Catherine Shoard 

Coming soon: Fifty Shades of Ironing

Catherine Shoard: I am a prude, it’s official – and it’s high time I jumped on board with this general shedding of inhibitions
  
  

An iron and ironing board
Phwoar … Ironing. Photograph: D Hurst/Alamy Photograph: D Hurst/Alamy

As anyone who has been in a card shop lately will know, Valentine’s Day is almost upon us. Like the petals of the mutabilis rose, still blooming in this global warming winter, the envelopes have turned from Christmas crimson to infatuated fuchsia. The plush reindeer have been stabled in the stock room, replaced by shelves of bears, declarations of love stitched to their torsos in the colour of blood. An Italian importer has started supplying to UK pubs a range of heart-shaped ravioli stuffed with cheese, tomato and basil, which can be reheated from frozen and cost £30 per 3kg pack.

And if you thought Valentine’s Day couldn’t get more romantic, here comes Fifty Shades of Grey, the movie version of EL James’s sex slave saga, released just in time on Friday the 13th. Will it score or will it flop? The auguries are good: Fifty Shades is the bestselling book in Britain since records began; and more than 100m copies have been flogged worldwide. The trailer for the film was the most-watched on YouTube last year, beating even Star Wars.

Yet until recently I was sceptical. After all, books and trailers can be consumed with relative privacy. To see a movie legally you must leave your house, queue up, ask someone for a ticket and then sit down in the company of others. And unlike, say, Basic Instinct and 9 1/2 weeks, Fifty Shades is not couples-friendly softcore, but specifically aimed at one gender. Even the most tolerant boyfriend would balk. Will women go solo? With girlfriends? Might it be another Mamma Mia! – still the highest grossing musical movie ever – with vast parties of galpals going again and again? Surely not.

But the journey to work over the past few days has made me realise what an outmoded prude I am. It is no longer considered inappropriate for people – women, anyway – to openly consume porn in public. I had ascribed Fifty Shades’s popularity to the rise of the e-reader, with its brown paper wrapping of propriety. But many commuters have their nose in the book itself, bondage cover on proud display, enjoying erotica in what might seem to be strikingly unsexy surroundings.

Perhaps this isn’t about porn. Maybe it’s just a general slippage in inhibition. People seem happy enough to eat their breakfast and apply mascara with a stranger’s thighs a couple of inches from their face; to treat the whole bus to their intimate phone calls. Perhaps it’s not arrogance, but practicality: no one has enough time or space anymore. What you used to do in the bathroom or bedroom you now do on the commute.

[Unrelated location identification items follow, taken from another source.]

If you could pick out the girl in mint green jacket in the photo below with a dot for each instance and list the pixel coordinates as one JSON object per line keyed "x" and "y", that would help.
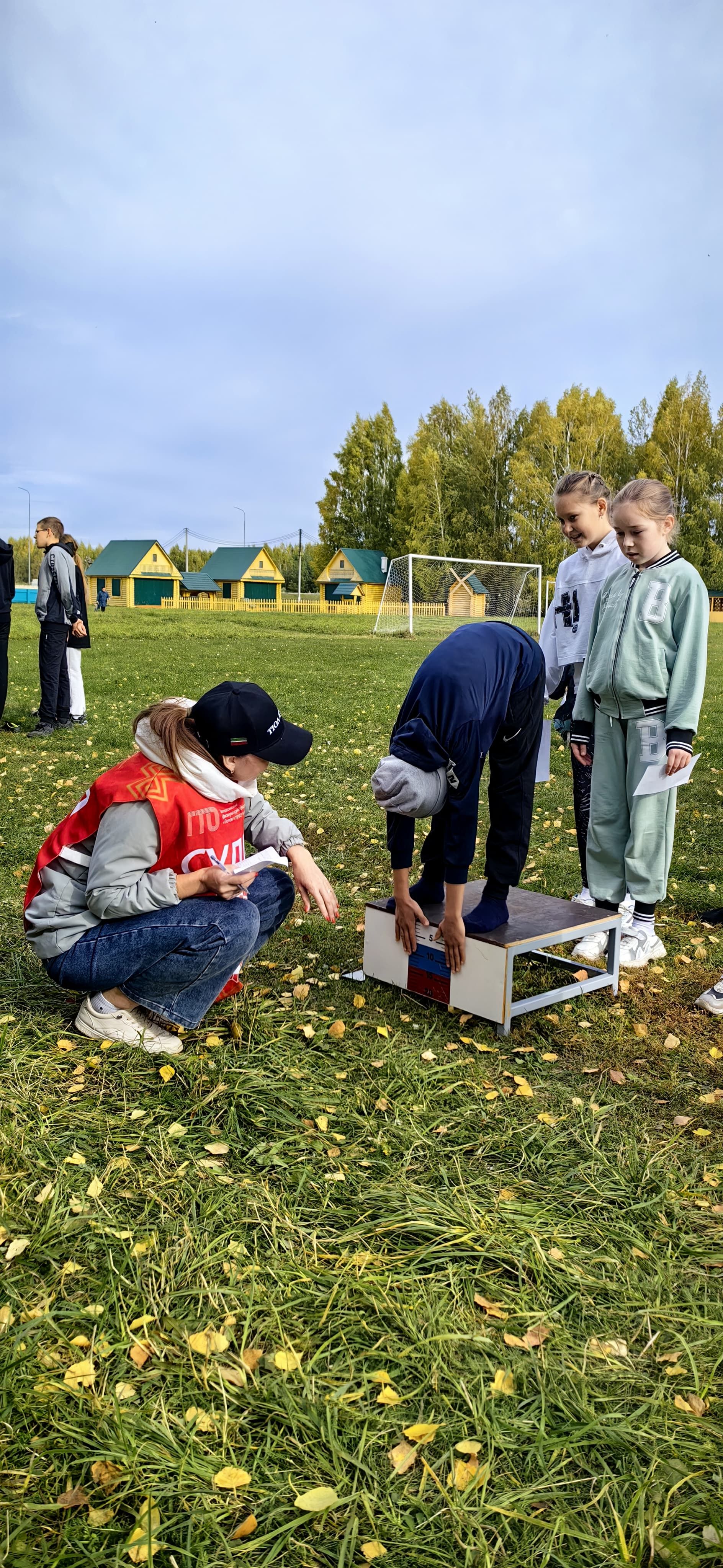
{"x": 639, "y": 697}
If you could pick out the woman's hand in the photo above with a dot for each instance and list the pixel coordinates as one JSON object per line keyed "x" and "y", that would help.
{"x": 677, "y": 760}
{"x": 452, "y": 934}
{"x": 407, "y": 915}
{"x": 311, "y": 882}
{"x": 212, "y": 882}
{"x": 581, "y": 753}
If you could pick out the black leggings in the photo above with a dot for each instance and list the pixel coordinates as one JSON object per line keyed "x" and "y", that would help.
{"x": 514, "y": 760}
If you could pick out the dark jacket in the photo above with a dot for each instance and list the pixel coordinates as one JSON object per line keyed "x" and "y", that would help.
{"x": 73, "y": 640}
{"x": 7, "y": 579}
{"x": 449, "y": 719}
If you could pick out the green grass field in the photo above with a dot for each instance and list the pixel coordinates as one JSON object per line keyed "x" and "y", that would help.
{"x": 369, "y": 1196}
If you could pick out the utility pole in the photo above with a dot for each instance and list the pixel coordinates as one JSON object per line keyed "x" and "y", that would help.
{"x": 27, "y": 493}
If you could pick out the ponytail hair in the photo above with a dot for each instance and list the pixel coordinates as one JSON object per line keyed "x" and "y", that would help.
{"x": 586, "y": 483}
{"x": 651, "y": 498}
{"x": 175, "y": 730}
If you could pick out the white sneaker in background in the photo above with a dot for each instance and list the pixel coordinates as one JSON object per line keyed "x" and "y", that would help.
{"x": 637, "y": 948}
{"x": 592, "y": 948}
{"x": 132, "y": 1026}
{"x": 713, "y": 1000}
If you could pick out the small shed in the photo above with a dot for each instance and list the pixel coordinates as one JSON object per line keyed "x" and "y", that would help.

I need to make it work for me. Porn and sandwiches will take some getting used to, but I often struggle to get all my ironing done at home – and frequently travel on trains equipped with plugs and what I suspect are heat-resistant tables … though in its way that could be a world of pain too.

Full of beans

Last week my backlog of creased clothes was so enormous I went to the sales to buy new ones. The crowds were a doddle compared with the bleak epiphany of the changing room mirror. A diet is clearly essential. Likewise a wholescale rethink of hair and even face, plus radical fitness regime, implemented ASAP. At the moment I favour the Serena Williams method: with defeat looming in a match on Tuesday, she ordered a coffee mid-game and went on to thrash her opponent. No vitamin bars. No isotonic drinks. No complex stretches. Just coffee. I can do that.

Cycles of life

Perhaps it’s just the clothes that got small – endless frocks ruined by the wrong wash option. Lucky, then, that this week electronics giant LG unveiled a swanky machine which runs two cycles simultaneously: hot cottons up top, cooler smalls below. “Today’s busy families consider laundry to be less like a chore and more like a chess match,” explained LG’s David VanderWaal. The statement is at once baffling and patronising; exactly what you’d expect from a firm that programmes its TVs to tell their owners “Life’s Good” each time they turn them on. I still can’t get used to this – it always provokes a little stab of despair, as if you’re trapped in a future so terrible that even household gadgets have been deputed to encourage you not to top yourself.